French entrepreneur (born 1961)

Rafi Haladjian (Րաֆֆի Հալաջյան; born in Beirut, Lebanon in 1961) is a French entrepreneur of Armenian origin known for his work in early internet services and connected devices. He co-founded FranceNet, one of France's first Internet service providers, and is the co-creator of the Nabaztag, a WiFi enabled device associated with the development of Internet of Things technologies.

== Early life and education ==
Haladjian was born in Beirut, Lebanon, and later moved to France, where he studied linguistics and semiotics.

== Career ==

Haladjian began working in telecommunications in the early 1980s, during the era of France’s Minitel system, an early online service that predated the modern Internet.

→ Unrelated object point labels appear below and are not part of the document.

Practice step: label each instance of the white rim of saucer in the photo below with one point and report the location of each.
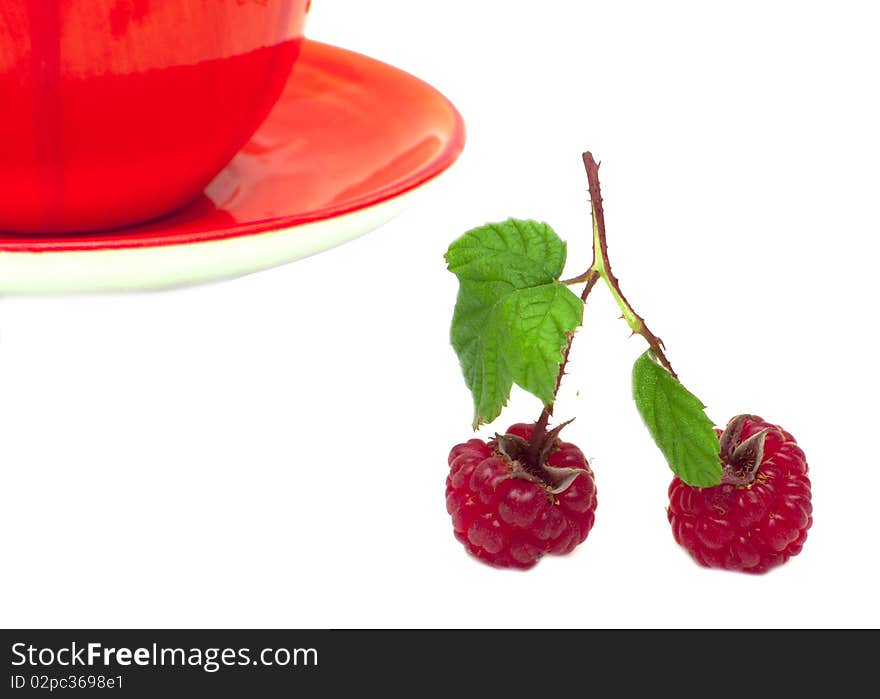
(164, 266)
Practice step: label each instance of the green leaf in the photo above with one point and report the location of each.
(677, 421)
(512, 318)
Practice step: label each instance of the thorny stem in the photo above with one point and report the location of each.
(539, 433)
(602, 266)
(599, 269)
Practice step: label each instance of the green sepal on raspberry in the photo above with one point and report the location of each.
(508, 512)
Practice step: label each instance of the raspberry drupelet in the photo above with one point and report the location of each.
(510, 514)
(758, 517)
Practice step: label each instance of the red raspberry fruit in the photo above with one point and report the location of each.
(759, 516)
(509, 513)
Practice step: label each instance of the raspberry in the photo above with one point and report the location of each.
(508, 513)
(759, 516)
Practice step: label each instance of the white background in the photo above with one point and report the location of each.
(271, 451)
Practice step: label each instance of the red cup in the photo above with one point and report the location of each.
(113, 112)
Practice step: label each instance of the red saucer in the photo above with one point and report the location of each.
(348, 133)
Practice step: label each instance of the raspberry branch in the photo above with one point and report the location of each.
(539, 434)
(602, 267)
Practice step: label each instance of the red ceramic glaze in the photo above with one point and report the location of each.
(348, 132)
(116, 111)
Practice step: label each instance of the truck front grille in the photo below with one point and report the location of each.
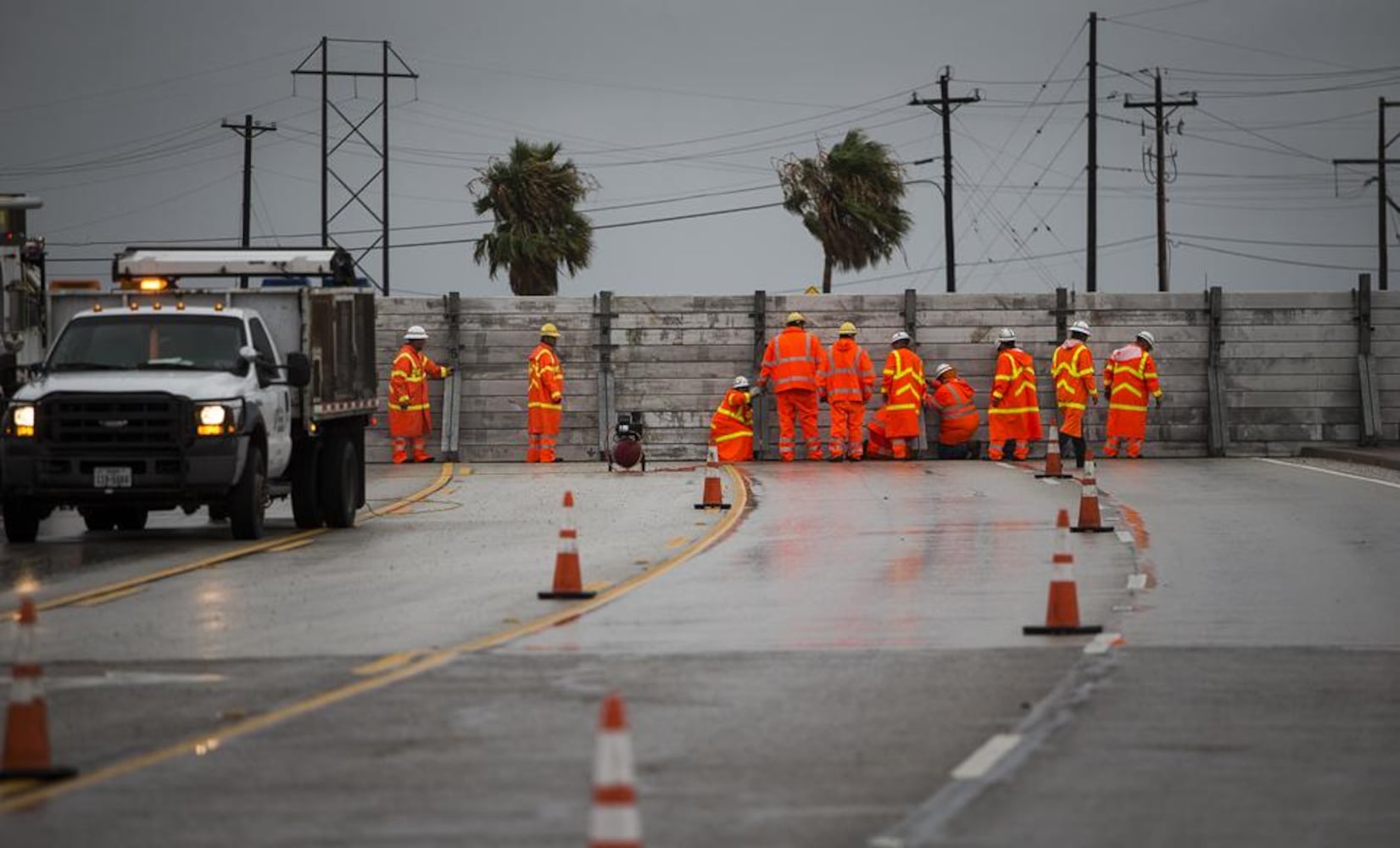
(114, 420)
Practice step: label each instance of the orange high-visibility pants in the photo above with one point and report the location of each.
(544, 434)
(798, 406)
(847, 428)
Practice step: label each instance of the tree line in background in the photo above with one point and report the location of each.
(849, 199)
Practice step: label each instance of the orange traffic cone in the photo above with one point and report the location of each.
(1063, 607)
(1053, 467)
(569, 583)
(713, 492)
(1090, 521)
(613, 822)
(27, 718)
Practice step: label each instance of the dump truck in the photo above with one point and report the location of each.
(157, 395)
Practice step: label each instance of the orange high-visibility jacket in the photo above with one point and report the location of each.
(1015, 410)
(794, 360)
(1071, 368)
(409, 415)
(546, 380)
(851, 374)
(959, 413)
(903, 388)
(733, 423)
(1129, 377)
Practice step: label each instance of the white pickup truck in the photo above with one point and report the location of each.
(159, 396)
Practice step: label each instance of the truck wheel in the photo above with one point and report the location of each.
(132, 520)
(98, 518)
(21, 521)
(339, 476)
(248, 501)
(305, 486)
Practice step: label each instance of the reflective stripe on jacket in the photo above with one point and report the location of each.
(851, 376)
(1071, 368)
(546, 378)
(794, 360)
(903, 385)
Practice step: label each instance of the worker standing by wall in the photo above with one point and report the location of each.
(794, 363)
(958, 415)
(903, 389)
(410, 420)
(1129, 377)
(1014, 415)
(850, 383)
(1071, 368)
(731, 427)
(545, 400)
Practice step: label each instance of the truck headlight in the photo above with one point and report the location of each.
(219, 417)
(20, 420)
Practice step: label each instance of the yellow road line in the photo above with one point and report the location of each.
(111, 596)
(224, 557)
(209, 744)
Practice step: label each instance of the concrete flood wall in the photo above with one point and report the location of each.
(1284, 370)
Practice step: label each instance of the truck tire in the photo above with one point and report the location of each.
(248, 501)
(339, 477)
(305, 484)
(98, 518)
(21, 521)
(132, 520)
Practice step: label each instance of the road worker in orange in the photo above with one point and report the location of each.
(731, 427)
(1014, 415)
(958, 415)
(1071, 368)
(545, 402)
(1129, 377)
(850, 383)
(410, 420)
(903, 389)
(794, 364)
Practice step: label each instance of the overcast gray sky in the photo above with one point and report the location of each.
(111, 114)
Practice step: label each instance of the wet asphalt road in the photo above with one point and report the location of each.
(810, 679)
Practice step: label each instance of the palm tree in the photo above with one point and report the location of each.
(849, 200)
(533, 199)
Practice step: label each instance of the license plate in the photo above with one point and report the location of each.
(112, 477)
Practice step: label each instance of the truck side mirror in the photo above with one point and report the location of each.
(298, 370)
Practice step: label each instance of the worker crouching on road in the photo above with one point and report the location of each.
(731, 427)
(1014, 415)
(1071, 368)
(849, 387)
(903, 389)
(958, 415)
(410, 420)
(795, 365)
(545, 400)
(1129, 377)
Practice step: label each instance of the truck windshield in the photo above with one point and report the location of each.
(150, 342)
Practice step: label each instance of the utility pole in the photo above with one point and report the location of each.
(248, 131)
(945, 107)
(1159, 108)
(1090, 249)
(1382, 192)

In 1994, he co-founded FranceNet, one of the first Internet service providers in France. The company was later renamed Fluxus and sold in 2001.

He later launched Ozone, a wireless network initiative in Paris focused on expanding Wi-Fi access by deploying antennas on rooftops and enabling continuous connectivity beyond fixed hotspots.

In 2003, he co-founded Violet, which developed the Nabaztag, a Wi-Fi-connected rabbit-shaped device capable of delivering information through audio and visual signals.

In 2009, Haladjian founded Sen.se, a company focused on connected devices. In 2014, it introduced Mother, a connected home hub designed to monitor daily activities through sensor.